Konflik Perbatasan Memanas, Thailand Perketat Keamanan dan Tutup Dua Pos Lintas Batas dengan Kamboja

Kekhawatiran akan stabilitas kawasan meningkat seiring dengan penutupan dua pos pemeriksaan perbatasan oleh Thailand pada hari Sabtu, 6 Juni 2025. Langkah ini diambil sebagai respons atas ketegangan militer yang meningkat dengan negara tetangga, Kamboja. Insiden bentrokan pada 28 Mei lalu di wilayah Segitiga Zamrud, area pertemuan perbatasan Thailand, Kamboja, dan Laos, menjadi pemicu utama eskalasi konflik. Bentrokan tersebut dilaporkan menyebabkan satu tentara Kamboja kehilangan nyawanya.

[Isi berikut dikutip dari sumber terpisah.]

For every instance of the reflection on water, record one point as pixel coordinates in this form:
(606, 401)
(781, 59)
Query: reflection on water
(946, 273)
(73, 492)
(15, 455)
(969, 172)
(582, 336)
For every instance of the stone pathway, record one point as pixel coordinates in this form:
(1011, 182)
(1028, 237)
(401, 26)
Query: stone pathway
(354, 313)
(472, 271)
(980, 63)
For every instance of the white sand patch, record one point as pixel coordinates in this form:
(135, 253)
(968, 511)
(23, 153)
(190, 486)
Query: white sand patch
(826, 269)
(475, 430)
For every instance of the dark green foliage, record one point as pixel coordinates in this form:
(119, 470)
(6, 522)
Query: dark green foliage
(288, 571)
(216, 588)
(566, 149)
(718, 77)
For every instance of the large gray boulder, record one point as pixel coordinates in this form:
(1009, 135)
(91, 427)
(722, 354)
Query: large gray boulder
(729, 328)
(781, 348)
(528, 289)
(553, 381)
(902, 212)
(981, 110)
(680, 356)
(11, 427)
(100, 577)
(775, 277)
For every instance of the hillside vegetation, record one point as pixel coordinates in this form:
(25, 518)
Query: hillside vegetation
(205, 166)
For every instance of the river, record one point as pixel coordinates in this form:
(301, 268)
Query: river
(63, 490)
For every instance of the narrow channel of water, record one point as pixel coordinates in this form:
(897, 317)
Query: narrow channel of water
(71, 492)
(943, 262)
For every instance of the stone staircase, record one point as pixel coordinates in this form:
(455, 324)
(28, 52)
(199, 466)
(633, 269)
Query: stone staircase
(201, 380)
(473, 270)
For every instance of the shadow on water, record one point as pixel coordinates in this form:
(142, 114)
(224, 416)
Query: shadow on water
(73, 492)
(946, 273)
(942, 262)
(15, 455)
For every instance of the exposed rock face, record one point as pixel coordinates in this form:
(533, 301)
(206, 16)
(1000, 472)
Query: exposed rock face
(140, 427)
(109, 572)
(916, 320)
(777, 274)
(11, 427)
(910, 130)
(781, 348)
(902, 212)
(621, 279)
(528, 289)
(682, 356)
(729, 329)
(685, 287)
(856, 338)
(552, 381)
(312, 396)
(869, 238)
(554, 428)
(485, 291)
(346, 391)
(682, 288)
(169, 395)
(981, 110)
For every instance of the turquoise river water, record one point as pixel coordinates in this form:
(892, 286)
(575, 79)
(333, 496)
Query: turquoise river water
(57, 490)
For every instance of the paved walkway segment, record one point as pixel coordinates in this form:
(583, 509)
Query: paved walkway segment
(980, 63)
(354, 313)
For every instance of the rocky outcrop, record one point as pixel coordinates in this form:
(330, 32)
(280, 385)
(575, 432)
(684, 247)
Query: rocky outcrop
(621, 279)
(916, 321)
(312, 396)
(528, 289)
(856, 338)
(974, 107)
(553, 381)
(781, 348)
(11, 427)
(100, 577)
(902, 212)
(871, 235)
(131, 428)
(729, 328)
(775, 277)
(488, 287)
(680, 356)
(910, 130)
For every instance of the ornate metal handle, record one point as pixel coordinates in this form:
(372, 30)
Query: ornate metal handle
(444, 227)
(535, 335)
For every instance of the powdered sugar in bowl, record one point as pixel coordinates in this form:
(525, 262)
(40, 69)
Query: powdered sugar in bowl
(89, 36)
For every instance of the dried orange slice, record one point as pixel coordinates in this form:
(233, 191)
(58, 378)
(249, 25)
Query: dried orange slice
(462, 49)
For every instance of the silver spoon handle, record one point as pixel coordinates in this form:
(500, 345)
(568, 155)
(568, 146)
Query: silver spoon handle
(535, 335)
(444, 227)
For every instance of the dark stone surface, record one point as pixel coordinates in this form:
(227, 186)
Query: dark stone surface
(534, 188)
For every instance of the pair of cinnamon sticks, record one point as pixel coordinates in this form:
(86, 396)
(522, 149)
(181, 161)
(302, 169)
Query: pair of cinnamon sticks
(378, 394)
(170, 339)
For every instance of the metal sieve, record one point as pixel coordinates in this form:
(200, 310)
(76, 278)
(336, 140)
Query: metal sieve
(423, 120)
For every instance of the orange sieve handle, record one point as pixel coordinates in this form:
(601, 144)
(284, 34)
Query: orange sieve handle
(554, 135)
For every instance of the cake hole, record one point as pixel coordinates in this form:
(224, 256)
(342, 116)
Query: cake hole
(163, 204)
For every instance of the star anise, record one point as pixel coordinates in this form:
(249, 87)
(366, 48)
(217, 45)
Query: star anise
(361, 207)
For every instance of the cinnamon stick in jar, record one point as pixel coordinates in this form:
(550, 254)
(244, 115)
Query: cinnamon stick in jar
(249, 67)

Penutupan pos perbatasan ini, yang dikonfirmasi oleh Pemerintah Provinsi Chanthaburi, Thailand Timur, berdampak langsung pada lalu lintas wisatawan dari kedua negara. Meskipun demikian, aktivitas perdagangan tetap berjalan seperti biasa, dan pekerja migran asal Kamboja masih diizinkan untuk melintas. Selain penutupan dua pos permanen, enam pos perbatasan lainnya menerapkan pembatasan jam operasional dan melarang kendaraan berat seperti truk roda enam untuk melintas.

Militer Thailand, dalam pernyataannya, menegaskan bahwa keputusan ini diambil sebagai langkah preventif untuk melindungi kedaulatan dan keamanan nasional dari potensi ancaman. Menteri Pertahanan Thailand, Phumtham Wechayachai, mengungkapkan bahwa Thailand meningkatkan kehadiran militernya di sepanjang perbatasan sebagai respons terhadap peningkatan pasukan di pihak Kamboja. Ia menyatakan bahwa peningkatan kekuatan militer Kamboja telah memperburuk situasi di wilayah perbatasan. Pemerintah Thailand merasa perlu mengambil tindakan tambahan dan memperkuat postur militernya sebagai respons yang proporsional.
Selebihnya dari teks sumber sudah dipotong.